Project proposal

Author

Aishwarya Gupta, Nayeon Kwon, Yuxuan Chen (Yellow Echidna)

library(tidyverse)

Dataset

Make sure to load the data and use inline code for some of this information.

# Holiday movies: https://github.com/rfordatascience/tidytuesday/tree/master/data/2023/2023-12-12

url <- "https://raw.githubusercontent.com/rfordatascience/tidytuesday/master/data/2023/2023-12-12/holiday_movies.csv"

holiday_movies <- read.csv(url(url))

Our dataset includes CSV files about movies with holiday themes.

holiday_movies.csv:

  • This file contains detailed information about each movie, including identifiers, titles, release years, runtime, genres, ratings, vote counts, and boolean flags indicating the presence of specific holiday keywords in the title (like “Christmas,” “Hanukkah,” “Kwanzaa,” and “holiday”).

  • The  ‘tconst’ column is a unique alphanumeric identifier for each movie, typical for movie databases like IMDb.

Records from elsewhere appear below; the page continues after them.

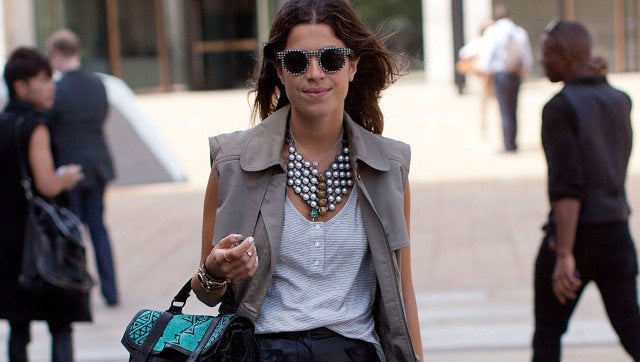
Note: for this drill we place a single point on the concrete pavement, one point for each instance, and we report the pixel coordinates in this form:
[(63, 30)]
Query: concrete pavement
[(476, 217)]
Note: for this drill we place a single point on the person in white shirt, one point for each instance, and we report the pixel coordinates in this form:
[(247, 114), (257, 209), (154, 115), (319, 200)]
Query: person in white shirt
[(506, 55)]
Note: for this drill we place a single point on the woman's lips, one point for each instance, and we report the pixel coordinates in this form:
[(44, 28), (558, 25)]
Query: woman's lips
[(316, 92)]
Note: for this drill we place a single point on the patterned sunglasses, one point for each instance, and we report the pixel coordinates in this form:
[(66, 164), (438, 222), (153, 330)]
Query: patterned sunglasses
[(297, 61)]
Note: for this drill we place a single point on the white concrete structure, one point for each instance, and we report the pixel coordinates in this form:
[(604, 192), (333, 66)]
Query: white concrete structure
[(438, 35)]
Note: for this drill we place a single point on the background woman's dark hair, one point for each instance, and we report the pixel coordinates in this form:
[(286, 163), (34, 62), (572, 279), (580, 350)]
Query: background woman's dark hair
[(23, 64), (377, 68)]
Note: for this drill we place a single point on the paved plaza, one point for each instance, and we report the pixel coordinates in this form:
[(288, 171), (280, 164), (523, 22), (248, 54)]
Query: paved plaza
[(475, 223)]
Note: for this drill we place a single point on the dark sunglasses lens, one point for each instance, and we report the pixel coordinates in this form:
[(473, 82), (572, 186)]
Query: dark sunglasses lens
[(295, 62), (332, 60)]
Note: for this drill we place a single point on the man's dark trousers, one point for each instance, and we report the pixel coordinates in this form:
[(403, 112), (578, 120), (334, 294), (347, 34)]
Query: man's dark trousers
[(88, 204), (507, 86), (606, 255)]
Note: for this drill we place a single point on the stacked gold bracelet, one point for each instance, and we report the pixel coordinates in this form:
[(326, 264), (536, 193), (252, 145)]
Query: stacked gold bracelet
[(210, 283)]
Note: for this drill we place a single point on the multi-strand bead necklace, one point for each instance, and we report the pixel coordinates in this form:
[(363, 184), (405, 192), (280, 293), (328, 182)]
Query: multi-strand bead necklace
[(322, 191)]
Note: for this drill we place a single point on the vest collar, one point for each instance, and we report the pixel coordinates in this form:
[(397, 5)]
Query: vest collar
[(264, 145)]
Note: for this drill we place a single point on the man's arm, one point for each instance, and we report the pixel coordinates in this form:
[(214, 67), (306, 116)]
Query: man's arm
[(565, 279)]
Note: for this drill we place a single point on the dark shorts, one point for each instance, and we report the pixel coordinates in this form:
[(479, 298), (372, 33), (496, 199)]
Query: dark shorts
[(320, 344)]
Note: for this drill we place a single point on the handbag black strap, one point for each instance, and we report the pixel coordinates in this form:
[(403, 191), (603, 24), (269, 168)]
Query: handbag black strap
[(205, 339), (25, 179)]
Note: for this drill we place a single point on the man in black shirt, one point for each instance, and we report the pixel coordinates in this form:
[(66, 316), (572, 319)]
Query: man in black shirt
[(77, 122), (586, 135)]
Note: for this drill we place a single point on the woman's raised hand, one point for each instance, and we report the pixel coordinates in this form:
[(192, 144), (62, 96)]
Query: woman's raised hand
[(233, 258)]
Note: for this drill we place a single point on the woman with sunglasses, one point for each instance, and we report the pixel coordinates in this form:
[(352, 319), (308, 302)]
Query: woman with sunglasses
[(306, 215)]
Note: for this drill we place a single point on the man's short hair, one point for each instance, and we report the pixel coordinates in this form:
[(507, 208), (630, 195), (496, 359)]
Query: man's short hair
[(24, 63), (64, 41)]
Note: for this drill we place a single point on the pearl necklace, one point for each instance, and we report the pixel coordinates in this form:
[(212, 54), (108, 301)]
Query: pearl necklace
[(321, 191)]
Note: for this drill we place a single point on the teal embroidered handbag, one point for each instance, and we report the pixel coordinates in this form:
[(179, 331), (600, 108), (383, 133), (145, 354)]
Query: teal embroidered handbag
[(173, 336)]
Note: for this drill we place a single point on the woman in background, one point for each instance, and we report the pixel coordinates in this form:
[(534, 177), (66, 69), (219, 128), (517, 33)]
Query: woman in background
[(31, 90)]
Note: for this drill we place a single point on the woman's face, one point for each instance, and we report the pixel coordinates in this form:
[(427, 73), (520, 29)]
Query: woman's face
[(316, 94)]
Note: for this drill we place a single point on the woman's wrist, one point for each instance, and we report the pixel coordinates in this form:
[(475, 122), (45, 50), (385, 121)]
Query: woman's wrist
[(209, 282)]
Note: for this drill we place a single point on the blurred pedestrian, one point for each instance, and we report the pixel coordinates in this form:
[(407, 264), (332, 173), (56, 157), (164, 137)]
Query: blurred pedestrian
[(77, 123), (587, 138), (506, 55), (467, 64), (27, 74), (319, 196)]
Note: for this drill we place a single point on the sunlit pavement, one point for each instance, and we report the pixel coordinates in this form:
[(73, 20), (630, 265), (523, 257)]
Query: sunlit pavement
[(475, 225)]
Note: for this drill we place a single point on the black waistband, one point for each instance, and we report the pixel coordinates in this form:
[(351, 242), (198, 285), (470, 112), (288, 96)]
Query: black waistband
[(322, 331)]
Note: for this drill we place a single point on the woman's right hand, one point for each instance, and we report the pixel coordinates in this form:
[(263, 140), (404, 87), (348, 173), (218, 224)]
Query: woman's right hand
[(69, 175), (233, 258)]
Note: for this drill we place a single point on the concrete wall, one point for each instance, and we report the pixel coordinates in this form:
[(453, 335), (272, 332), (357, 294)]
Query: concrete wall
[(438, 35)]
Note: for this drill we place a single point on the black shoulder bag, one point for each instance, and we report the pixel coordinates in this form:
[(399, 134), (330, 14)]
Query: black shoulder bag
[(54, 258)]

  • The ‘title_type’, ‘primary_title’, ‘original_title’, and ‘simple_title’  fields provide different formats of the movie’s title. The ‘title_type’ shows the format of the title (movie, video, or tvMovie), ‘primary_title’ shows the promotional title, ‘original_title’ shows the original language title, and ‘simple_title’ contains titles for filtering and grouping.

  • The ‘year’, ‘runtime_minutes’, ‘average_rating’, and ‘num_votes’ fields contain numerical data about the release year, movie duration, IMDb user rating, and the number of votes, respectively.

  • The ‘genres’ field contains up to three genres associated with each movie.

  • The ‘christmas’, ‘hanukkah’, ‘kwanzaa’, and ‘holiday’ fields are boolean (logical) indicators that reflect whether the movie’s title contains particular holiday-related terms.

Reason for choosing this dataset:

Holidays actively work towards bringing people together - most recently seen through the Lunar New Year festival. Our team would like to shed light on the cultural penetration and global normalization of certain holidays through the lens of the film industry. Despite the team members’ diverse backgrounds and varying holiday traditions, we discovered that the universal celebration of Christmas provides a shared cultural touchstone. By working with this dataset, we can explore how the representation of Christmas and other holidays in movies correlates with user engagement and ratings. This exploration will help us understand the movie industry’s role in reinforcing or expanding the popularity of holidays like Christmas worldwide. 

Additionally, we would like to understand whether movies associated with widely celebrated holidays receive more attention than movies related to less universally recognized holidays, as reflected in ratings and number of votes. We can also observe how holidays are commercialized and celebrated through film. Working on this dataset, we can keep the nuances of how holiday movies are rated and discussed across different cultures, potentially uncovering patterns that resonate with a global audience. 

Questions

What’s the average rating and counts of different movie genres across the decades, which genres are the most popular for each decade?

How did Christmas, Hanukkah, and Kwanzaa movie distribution change over the years? If there was a rapid increase or decrease in any of the movies, was there an influence from the average rating change of the three holiday movies?

Analysis plan

Question 1:

We plan to answer the first question by utilizing variables, ‘average_rating’, ‘genres’, and ‘year’. We will create a new variable for decades and group the data from ‘year’ accordingly. Then, we will calculate the average rating for each decade and find the number of movies in each genre within ‘genres’ for each decade. We will use stacked bar charts to visualize genre distribution over the decades and a line chart to visualize average ratings over decades. We plan to plot the two charts on top of each other, yet with interactivity, allowing each of the graphs to turn on & off for better visualization of trends.

Along with the interactive visualization, we plan on employing multivariate regression analysis. The regression analysis will help quantify the relationship between the ‘average_rating’ of the movies and the popularity of ‘genres’ over the decades. We will work with the dependent variable of ‘average_rating’ and the independent variables of genre, decade (new variable), and ‘movies_per_genre’ (new variable).

These analyses will provide us with patterns in genre shifts over decades that may correlate with major cultural or global events, highlighting the cultural influence on the movie industry.

Question 2: We plan to answer the second question by utilizing variables, ‘christmas’, ‘hanukkah’, ‘kwanzaa’, ‘year’, and ‘average_rating’. To add more depth, we will also incorporate ‘num_votes’ into our analysis. This will be done by calculating the weighted average, where ratings from movies with more votes have more influence. We will analyze the trend by counting the number of each holiday movie over the years by combining them into a single multi-axis line chart, where on the x-axis we have years and the number of movies on the primary y-axis and average ratings on the secondary y-axis. These axes will allow for a direct visual comparison between the number of movies released and their average ratings over the same period.